Surgical departments usually blanche and make the sign of the cross when you mention warfarin. It can play havoc with their survival stats. It's an anticoagulant and makes the slightest scratch bleed like a stuck pig. It's difficult to hack and rummage around in someone's innards without making a lot more than a few scratches. If you go under the knife with a system full of warfarin, you'll go very pale (and stiff) before you can say 'exsanguinate'. Well, pale anyway. Stiff would take a couple of hours or so, and even a surgeon would notice there was something amiss before then. The body cavity full of blood would be a bit of a give-away; that and the puzzled-looking anaesthetist tapping his dials and holding his exhaled CO2 feed up to his ear. Standard Operating Procedure is therefore to stop taking the warfarin four or five days before the op.
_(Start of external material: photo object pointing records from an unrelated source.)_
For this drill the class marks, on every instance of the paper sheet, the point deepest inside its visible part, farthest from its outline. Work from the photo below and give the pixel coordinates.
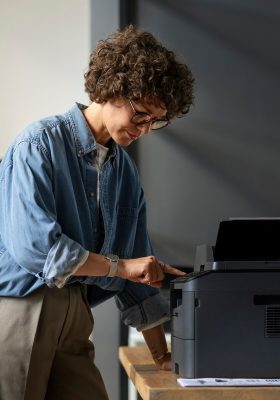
(228, 382)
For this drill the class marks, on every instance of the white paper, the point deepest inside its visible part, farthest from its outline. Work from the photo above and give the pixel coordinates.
(228, 382)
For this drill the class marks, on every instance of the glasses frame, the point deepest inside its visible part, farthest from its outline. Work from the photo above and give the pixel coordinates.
(152, 122)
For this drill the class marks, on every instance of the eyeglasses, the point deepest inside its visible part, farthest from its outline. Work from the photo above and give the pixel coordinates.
(142, 119)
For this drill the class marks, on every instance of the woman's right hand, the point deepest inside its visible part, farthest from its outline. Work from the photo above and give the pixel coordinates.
(148, 270)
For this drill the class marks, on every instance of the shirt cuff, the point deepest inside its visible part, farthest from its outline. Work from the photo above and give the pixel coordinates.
(61, 280)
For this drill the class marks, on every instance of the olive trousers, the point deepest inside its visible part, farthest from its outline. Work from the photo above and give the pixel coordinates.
(45, 351)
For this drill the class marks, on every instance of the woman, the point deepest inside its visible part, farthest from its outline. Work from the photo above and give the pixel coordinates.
(73, 223)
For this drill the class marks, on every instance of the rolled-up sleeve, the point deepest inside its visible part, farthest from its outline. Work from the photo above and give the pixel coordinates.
(142, 306)
(29, 227)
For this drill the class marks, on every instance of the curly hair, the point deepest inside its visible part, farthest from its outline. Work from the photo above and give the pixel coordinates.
(133, 64)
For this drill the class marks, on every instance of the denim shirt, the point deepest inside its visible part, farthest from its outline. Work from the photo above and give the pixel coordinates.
(49, 216)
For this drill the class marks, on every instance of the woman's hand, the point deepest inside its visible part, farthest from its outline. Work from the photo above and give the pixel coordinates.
(148, 270)
(165, 362)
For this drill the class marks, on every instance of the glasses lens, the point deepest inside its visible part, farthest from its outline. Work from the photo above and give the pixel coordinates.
(159, 124)
(141, 118)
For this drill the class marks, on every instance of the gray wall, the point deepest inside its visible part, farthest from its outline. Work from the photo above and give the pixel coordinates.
(222, 160)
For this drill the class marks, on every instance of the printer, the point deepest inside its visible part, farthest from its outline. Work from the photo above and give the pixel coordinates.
(226, 313)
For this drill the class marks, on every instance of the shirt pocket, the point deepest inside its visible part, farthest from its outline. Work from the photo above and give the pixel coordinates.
(126, 227)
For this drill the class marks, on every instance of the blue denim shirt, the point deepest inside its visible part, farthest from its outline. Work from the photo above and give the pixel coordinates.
(49, 216)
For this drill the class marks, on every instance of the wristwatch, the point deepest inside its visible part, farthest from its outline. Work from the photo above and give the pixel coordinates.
(113, 264)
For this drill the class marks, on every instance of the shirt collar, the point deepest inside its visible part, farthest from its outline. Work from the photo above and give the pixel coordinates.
(84, 139)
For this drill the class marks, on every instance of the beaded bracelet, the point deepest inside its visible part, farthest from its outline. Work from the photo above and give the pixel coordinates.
(162, 356)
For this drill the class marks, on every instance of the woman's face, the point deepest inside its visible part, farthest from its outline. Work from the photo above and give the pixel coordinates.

In view of their belated awareness of my longstanding warfarin habit, they had decided to play safe and cancel. I was way ahead of them. I'd been here before. As soon as they had given me a slot, I'd stopped taking the warfarin, reckoning I could last a day or two without a major stroke before they could start bridging with something like enoxaparin.
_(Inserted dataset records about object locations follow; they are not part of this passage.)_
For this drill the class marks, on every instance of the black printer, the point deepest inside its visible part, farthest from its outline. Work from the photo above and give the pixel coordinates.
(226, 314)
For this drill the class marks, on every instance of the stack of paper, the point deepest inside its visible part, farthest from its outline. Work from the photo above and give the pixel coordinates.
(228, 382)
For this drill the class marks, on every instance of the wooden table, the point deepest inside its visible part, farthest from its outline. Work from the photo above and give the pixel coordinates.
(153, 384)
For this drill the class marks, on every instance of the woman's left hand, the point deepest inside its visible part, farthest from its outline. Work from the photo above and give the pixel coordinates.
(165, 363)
"Gotcha!" I replied. "I see your cancellation and raise you three days of subcutaneous enoxaparin." There was a short, muffled conversation and they folded. I cashed in my chips and quit while I was ahead.
So it came to pass that I staggered into the surgical wing (top floor, naturally), bent double under the weight of two rucksacks stuffed to bursting with documents, drugs, assorted previously unencountered personal hygiene products and a pristine trendy set of freshly purchased pyjamas. Primark, since you ask, - €11:50. I was shown into a spacious two-bedded room which sported an ensuite bathroom, two comfy armchairs and my co-occupant - mid-twenties, slim, effervescent, dark hair, big green eyes and a husky voice. Went by the name of Victor.
A nurse came in, threw a couple of packages at us and said "Get your kit off and these on. And don't hang about, we'll be wheeling you down PDQ" Or words to that effect. Victor and I exchanged a few manly grunts and proceeded to exchange our current haute couture for surgical gowns. Those who have ever worn one of these will already be suffering flashbacks. They are cunningly designed to maximise ease of access and removal while simultaneously displaying your bum to everyone in a 50 metre radius and eliminating even the last shred of dignity.
Reputedly, the youth fashion statement of no belt and baggy trousers hanging down revealing underwear or worse, originated in sad imitation of Gangsta culture in US prisons. Belts were frequently prohibited on the grounds that they could be used to cause harm to self or others. Couple this with the lack of appropriately sized clothing and voilá! Now yo' really saggin'.
Saggin? Hah! Yo' some kinda pussy, man? If yo' really wanna look like yo's down from the 'hood, git yo' bad ass into a hospital gown man. Then yo' really gonna spook whitey. Yo' showin' mo' ass dan a ho' at Spring Break.